Nanotrap Fractionation

Low-molecular-weight plasma peptides were enriched by incubation with mesoporous silica nanotraps[30,31] that exclude peptides >10 kDa and then subjected to matrix-assisted laser desorption/ionization time-of-flight mass spectrometry (MALDI-TOF-MS) analysis. Briefly, individual wells on a nanotrap-coated 4-in. silicon wafer were incubated with 6 μL of human plasma for 30 min at 25 °C in a humidified chamber. The wells were then aspirated and washed three times with 10 μL of deionized water, and captured peptides were eluted by a 90 s incubation with 6 μL of a 0.1% trifluoroacetic acid/50% acetonitrile solution containing 10 nmol/L of aa18-39 of the human adrenocorticotropic hormone (ACTH) (2465.67 m/z, Sigma-Aldrich, St. Louis, MO) as an internal peptide standard.
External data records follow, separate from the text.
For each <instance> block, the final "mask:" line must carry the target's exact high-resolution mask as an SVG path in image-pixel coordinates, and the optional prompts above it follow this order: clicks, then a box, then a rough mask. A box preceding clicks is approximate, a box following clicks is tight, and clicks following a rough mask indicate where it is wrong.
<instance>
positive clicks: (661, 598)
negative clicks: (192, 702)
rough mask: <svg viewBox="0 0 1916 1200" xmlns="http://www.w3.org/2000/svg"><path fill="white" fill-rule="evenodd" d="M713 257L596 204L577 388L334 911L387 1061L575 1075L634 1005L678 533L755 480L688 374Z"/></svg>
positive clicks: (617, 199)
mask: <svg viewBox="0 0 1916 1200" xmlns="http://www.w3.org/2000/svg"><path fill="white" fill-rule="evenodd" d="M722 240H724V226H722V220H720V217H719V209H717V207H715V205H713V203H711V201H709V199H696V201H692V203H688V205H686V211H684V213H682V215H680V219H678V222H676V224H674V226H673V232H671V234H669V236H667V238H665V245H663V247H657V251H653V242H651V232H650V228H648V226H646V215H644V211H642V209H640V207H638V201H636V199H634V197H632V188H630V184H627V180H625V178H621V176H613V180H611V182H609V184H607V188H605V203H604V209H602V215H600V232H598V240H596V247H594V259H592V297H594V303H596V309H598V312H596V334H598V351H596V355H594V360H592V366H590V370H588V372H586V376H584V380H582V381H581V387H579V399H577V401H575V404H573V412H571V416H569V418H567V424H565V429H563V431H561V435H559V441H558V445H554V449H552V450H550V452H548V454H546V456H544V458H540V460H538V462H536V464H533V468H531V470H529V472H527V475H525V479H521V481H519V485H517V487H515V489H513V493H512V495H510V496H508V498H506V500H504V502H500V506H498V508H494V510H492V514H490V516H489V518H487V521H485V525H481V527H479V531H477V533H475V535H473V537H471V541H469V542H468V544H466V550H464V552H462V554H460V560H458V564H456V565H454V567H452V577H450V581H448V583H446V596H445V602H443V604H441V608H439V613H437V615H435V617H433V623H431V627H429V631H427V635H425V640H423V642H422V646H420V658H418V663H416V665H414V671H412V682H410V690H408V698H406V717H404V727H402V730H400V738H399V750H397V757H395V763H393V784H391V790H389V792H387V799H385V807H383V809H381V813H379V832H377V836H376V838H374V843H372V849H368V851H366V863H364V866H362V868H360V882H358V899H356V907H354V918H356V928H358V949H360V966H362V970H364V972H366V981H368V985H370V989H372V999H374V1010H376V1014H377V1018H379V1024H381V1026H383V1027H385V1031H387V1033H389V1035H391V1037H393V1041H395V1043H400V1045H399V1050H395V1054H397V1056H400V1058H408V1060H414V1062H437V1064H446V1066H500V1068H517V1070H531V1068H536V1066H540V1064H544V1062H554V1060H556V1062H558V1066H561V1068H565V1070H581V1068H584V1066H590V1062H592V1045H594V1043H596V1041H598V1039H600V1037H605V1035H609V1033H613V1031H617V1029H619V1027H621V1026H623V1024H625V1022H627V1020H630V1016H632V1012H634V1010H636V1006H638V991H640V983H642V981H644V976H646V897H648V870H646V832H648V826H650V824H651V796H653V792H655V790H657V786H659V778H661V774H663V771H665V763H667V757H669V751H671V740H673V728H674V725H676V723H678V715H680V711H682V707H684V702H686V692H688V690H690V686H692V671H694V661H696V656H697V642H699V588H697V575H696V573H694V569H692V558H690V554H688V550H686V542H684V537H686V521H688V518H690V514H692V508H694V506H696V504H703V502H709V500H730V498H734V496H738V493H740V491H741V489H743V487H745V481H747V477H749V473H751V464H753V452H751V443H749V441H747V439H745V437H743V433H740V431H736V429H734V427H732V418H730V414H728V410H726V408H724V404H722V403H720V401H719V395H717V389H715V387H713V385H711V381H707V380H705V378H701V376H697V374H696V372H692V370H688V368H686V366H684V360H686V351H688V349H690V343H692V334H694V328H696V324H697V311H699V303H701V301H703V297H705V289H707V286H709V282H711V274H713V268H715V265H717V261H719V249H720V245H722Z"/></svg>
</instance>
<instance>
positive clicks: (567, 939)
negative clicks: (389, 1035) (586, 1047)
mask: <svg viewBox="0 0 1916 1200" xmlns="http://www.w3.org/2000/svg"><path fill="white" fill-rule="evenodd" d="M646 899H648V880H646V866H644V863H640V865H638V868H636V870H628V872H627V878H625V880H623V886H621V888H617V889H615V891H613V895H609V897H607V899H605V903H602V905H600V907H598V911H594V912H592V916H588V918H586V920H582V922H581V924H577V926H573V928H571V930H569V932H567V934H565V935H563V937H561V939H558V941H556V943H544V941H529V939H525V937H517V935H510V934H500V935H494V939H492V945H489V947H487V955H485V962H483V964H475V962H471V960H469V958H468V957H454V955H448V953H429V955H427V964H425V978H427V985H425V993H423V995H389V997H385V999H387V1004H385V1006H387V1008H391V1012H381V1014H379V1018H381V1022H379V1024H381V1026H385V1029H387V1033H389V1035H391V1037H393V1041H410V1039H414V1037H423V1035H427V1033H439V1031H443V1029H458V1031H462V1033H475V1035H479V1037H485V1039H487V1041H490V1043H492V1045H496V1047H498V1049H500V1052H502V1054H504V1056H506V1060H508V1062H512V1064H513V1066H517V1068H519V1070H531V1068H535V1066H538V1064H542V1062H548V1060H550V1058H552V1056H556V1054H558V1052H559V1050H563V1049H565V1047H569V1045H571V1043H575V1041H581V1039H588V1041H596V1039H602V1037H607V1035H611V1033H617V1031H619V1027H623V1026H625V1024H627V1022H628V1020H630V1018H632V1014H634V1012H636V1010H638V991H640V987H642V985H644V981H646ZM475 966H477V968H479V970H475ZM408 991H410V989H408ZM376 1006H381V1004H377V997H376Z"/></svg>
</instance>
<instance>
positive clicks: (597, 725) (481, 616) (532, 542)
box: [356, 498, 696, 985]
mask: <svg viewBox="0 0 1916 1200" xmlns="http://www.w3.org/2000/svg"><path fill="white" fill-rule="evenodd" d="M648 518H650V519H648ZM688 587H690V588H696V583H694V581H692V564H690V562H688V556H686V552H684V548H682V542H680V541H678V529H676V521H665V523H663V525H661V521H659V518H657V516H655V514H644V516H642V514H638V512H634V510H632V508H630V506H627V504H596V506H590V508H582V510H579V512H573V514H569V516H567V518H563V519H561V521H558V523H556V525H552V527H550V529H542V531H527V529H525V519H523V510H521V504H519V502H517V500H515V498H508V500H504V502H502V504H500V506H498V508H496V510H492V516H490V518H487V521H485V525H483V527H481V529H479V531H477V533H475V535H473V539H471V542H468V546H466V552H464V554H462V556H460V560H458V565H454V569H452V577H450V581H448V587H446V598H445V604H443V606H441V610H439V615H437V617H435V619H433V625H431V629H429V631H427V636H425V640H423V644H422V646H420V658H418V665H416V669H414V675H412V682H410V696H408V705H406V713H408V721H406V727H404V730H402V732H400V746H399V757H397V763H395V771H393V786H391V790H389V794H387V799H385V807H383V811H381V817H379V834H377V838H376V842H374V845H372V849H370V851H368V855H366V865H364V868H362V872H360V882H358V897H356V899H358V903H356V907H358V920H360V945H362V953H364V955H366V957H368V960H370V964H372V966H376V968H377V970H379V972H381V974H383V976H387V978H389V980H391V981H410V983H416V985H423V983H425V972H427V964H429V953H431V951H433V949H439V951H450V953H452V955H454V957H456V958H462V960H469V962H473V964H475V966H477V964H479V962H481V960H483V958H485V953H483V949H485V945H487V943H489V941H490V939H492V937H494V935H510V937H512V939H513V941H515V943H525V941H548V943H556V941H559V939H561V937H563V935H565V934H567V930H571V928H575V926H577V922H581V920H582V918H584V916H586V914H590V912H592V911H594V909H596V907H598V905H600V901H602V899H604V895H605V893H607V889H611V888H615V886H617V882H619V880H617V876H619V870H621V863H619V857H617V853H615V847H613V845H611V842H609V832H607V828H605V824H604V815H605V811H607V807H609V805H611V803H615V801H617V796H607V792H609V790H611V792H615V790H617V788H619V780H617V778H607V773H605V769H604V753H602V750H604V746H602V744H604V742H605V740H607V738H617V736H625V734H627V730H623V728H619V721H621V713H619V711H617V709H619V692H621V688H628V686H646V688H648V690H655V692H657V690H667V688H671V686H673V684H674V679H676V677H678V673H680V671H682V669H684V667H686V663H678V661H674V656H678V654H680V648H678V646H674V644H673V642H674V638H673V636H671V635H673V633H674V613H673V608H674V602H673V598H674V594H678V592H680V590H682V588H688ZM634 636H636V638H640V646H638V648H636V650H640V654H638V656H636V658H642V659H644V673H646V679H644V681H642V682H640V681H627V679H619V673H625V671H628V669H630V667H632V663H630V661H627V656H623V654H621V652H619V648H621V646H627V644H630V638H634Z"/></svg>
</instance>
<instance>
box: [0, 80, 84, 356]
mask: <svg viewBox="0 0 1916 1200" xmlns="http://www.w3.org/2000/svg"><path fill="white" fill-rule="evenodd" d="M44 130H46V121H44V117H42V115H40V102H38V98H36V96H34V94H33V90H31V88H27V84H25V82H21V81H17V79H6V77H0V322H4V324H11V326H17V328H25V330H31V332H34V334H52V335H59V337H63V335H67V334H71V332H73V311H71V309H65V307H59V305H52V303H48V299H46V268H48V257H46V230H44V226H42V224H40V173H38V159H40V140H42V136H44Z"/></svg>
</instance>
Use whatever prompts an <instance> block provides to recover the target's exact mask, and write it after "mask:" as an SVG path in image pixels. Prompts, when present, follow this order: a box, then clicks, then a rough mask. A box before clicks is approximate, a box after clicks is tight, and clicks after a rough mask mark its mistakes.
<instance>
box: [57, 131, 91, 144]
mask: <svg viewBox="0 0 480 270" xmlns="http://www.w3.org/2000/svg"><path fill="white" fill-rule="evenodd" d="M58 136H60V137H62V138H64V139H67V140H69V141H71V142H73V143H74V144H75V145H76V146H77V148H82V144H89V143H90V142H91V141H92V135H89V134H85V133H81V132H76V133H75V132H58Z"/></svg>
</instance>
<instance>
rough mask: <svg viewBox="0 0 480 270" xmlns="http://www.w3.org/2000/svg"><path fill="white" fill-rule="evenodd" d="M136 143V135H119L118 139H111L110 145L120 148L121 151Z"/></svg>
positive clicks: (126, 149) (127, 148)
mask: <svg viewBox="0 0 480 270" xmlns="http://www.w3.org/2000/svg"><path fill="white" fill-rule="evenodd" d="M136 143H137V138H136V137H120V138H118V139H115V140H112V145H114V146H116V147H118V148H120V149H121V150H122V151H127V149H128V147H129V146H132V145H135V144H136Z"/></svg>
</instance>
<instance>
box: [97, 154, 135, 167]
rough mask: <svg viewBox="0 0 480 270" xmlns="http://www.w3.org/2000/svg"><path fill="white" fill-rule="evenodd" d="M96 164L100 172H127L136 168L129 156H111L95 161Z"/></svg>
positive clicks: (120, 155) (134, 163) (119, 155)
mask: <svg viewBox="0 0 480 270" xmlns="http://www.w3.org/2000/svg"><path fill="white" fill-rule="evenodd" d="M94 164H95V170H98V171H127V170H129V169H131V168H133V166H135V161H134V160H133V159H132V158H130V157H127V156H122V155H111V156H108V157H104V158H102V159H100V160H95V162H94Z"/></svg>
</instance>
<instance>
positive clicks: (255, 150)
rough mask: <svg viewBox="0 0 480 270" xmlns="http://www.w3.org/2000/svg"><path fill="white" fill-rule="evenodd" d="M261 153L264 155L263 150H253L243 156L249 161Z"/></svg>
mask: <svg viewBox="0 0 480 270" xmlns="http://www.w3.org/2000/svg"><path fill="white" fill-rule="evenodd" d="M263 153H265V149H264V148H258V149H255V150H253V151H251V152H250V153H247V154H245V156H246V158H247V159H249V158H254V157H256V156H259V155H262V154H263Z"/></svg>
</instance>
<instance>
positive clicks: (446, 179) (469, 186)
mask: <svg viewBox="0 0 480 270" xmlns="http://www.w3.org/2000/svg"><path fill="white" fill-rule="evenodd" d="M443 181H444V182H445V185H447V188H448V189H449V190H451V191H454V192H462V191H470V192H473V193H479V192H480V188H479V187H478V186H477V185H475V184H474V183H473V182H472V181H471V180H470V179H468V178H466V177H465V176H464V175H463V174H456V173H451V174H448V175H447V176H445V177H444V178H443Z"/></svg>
Peptide Identification by HPLC-MS/MS

Peptide peaks were acquired using an UltiMate 3000 nanoLC system (Thermo Scientific) coupled to an Orbitrap Velos Pro instrument (Thermo Scientific). Nanotrap-enriched peptides from plasma samples were dried by vacuum centrifugation, suspended in buffer A (0.1% formic acid in water), and injected into the HPLC sample port. Peptides were then fractionated with a linear gradient of 2–37% buffer B (100% ACN and 0.1% formic acid) at a flow rate of 300 nL/min on an EASY-Spray C18 LC column (Thermo Scientific; 15 cm × 75 μm I.D. and 3 μm particle size). MS data were acquired using a data-dependent strategy selecting the fragmentation events based on the precursor abundance in the survey scan (275–1850 Th). The resolution of the survey scan was 120 000 at m/z 400 Th. MALDI data was analyzed with MarkerView (version 1.3, AB SCIEX Pte Ltd.), and ions that demonstrated a significant ≥2-fold difference in their mean relative peak areas between EC and other groups were subjected to tandem mass spectrum analysis to identify their peptide sequence and protein of origin. Low resolution collision-induced dissociation (CID) MS/MS spectra were acquired in rapid CID scan mode for the 15 most intense peaks from the survey scan, using a normalized collision energy of 35 for fragmentation and a 40 s dynamic exclusion and excluding early expiration. The isolation window for MS/MS fragmentation was set to 2 Th. The MS/MS spectra were searched against the human proteome in UniProt (released in March, 2017) using the Mascot Server (version 2.6, Matrix Science, London, UK) and the following parameters: nonenzyme digestion, precursor and product mass tolerances of 10 ppm and 0.8 Da, and cysteine carbamidomethylation and methionine oxidation as fixed and dynamic modifications.

Statistical Analysis

MALDI-TOF MS data was analyzed using FlexAnalysis software v1.33 (Bruker Daltonic, Billerica, MA), and mean area of selected monoisotopic peaks was determined from duplicates after normalization with an ACTH (18-39) internal standard peptide. Differences between groups were analyzed using unpaired t tests, with p < 0.05 differences considered statistically significant. Multivariable logistic regressions and receiver operating characteristic (ROC) and correlation analyses were performed using SPSS Statistics 19 (IBM, NY) and GraphPad Prism 6 (GraphPad Software Inc., La Jolla, CA). HLA-B*57 differences between EC or VC and AT + HN groups were analyzed in independent chi-square tests.